“Hardback Favorites” - Margot Livesey

By Michelle S. RSS Wed, February 22, 2012

As I’m sure many of my fellow readers do, too, I have an extensive and ever-rotating list of favorite authors. I look forward to reading their new works and enjoy exploring their back lists of novels and stories. Frequently, I’ll discover a new writer I enjoy and immediately want to read everything he or she has ever written. (Bonus: The Library feeds my addiction, for free!)

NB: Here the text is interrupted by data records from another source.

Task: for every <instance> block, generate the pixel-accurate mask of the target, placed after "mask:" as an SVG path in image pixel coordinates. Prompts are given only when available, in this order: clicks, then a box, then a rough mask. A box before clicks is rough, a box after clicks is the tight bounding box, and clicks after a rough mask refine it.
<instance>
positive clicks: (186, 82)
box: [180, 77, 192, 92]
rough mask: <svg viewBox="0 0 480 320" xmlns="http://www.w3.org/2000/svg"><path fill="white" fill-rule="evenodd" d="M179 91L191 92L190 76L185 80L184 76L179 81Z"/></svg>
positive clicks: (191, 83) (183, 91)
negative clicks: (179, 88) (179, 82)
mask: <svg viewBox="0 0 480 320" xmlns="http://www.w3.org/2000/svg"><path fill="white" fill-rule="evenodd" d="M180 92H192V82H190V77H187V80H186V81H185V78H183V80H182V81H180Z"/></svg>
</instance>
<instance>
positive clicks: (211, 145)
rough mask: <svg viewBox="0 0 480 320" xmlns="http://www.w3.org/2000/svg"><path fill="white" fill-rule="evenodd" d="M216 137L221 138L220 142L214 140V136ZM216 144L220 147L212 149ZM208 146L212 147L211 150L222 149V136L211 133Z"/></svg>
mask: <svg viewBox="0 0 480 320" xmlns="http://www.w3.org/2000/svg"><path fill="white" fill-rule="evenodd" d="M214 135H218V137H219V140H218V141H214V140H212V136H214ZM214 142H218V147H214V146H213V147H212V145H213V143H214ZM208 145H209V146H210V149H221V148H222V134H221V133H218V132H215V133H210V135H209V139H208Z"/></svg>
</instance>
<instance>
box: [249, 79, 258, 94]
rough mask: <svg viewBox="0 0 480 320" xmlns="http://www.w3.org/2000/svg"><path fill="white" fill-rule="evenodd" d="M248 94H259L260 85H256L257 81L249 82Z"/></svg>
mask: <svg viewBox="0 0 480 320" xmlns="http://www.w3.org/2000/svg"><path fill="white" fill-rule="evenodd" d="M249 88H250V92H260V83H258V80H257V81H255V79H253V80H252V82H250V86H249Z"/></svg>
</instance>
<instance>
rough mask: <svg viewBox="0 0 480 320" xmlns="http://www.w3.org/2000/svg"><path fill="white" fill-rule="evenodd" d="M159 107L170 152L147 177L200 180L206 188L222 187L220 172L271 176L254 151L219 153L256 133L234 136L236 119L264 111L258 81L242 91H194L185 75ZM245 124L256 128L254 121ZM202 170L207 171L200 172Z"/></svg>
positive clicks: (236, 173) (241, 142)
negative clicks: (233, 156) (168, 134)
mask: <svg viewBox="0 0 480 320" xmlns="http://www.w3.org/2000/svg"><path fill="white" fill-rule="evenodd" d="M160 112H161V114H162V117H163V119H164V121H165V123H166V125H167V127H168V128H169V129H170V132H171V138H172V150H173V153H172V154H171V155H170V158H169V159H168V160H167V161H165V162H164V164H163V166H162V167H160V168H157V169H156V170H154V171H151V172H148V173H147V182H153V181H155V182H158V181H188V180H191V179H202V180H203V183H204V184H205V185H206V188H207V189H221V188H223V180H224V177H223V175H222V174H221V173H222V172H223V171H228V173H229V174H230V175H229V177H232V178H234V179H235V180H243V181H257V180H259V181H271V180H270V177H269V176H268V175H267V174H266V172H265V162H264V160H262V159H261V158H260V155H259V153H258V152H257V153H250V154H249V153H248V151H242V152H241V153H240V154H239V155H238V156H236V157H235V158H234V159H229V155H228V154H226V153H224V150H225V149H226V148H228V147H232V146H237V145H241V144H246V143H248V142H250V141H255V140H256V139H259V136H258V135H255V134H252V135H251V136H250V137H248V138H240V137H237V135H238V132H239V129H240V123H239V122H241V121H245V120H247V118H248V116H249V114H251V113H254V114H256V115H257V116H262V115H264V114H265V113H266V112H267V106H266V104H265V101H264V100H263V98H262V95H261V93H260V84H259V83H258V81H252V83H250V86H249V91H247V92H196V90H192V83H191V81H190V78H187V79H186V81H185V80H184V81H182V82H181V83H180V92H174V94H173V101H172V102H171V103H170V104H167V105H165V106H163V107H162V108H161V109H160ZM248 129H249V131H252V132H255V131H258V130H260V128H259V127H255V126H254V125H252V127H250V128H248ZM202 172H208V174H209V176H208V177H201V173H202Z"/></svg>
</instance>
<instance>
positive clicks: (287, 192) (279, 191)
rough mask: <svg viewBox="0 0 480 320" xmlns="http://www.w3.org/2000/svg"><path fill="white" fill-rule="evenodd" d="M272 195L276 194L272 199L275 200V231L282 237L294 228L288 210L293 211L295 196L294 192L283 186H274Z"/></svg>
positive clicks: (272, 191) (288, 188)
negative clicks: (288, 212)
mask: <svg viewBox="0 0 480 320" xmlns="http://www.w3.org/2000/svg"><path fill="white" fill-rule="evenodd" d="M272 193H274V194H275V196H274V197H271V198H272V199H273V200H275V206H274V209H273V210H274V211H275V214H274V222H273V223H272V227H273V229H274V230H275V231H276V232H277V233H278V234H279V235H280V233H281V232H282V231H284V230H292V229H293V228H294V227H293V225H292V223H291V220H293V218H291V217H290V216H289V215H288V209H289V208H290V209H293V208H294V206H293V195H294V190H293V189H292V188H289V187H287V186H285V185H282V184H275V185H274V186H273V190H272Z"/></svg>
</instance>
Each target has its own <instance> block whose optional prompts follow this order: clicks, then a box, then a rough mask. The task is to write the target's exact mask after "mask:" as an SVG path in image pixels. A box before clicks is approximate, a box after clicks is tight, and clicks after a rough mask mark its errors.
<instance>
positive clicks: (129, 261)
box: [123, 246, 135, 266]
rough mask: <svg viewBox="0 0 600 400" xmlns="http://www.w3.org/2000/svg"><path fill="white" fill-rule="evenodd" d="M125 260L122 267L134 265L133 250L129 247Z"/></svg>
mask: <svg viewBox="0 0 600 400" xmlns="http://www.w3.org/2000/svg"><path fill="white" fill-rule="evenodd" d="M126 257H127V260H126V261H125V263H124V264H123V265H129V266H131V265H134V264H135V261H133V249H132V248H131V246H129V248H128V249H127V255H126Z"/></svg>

At the same time, I have a very finite, fixed list of my “hardback favorites”—authors for whom I will rush out and buy the hardback copy of their newest work as soon as it is published, sometimes counting down the days until its pub date on my desk calendar. Their books live in a special bookcase at my house, and I re-read them not infrequently, always noticing something about the story or the writing that I did not notice before (a mark, I think, of a great book).

One of my “hardback favorites” is the Scottish-born writer, Margot Livesey. I’m just about finished with her newest novel, The Flight of Gemma Hardy, and I already want to heartily recommend it! Inspired by Charlotte Bronte’s Jane Eyre, The Flight of Gemma Hardy follows its namesake character as she struggles to make her own way and find her place in the world in late-1950s and early-1960s Scotland, as second-wave feminism is just starting to influence an increasingly modern, post-WWII society. You don’t have to take my word for how great this novel is: Check out these reviews from the New York Times Book Review and the Seattle Times.

What I appreciate so much about Livesey’s writing is its thoughtfulness—you get the sense that each word is deliberately and carefully chosen. Her descriptions are rich and evocative without being effusive, flowery, or overwrought. Her characters are strong-willed and complex, her plots carefully crafted. What I appreciate most about Livesey’s writing is its quietness. She’s not a flashy writer, but each sentence is important, each detail holds meaning, each character--however minor--is memorable. As a reader, finishing a paragraph, a chapter, a whole book of hers is incredibly satisfying. As much as I admire linguistic acrobatics and inventive toying with structure, a classically well-told story with emotionally resonant and honestly drawn characters will get me every time.

The Free Library has copies of nearly all of Livesey’s back list, and I encourage you to check her out, if you’re looking for a good novel to read! (The House on Fortune Street is a particular favorite of mine.) You can also check out her Q&A with this very blog from 2008 when she visited the Free Library for the Philadelphia Book Festival. And, of course, chime in in the comments with your thoughts on Margot Livesey’s writing or with your own recommendations and “hardback favorites!”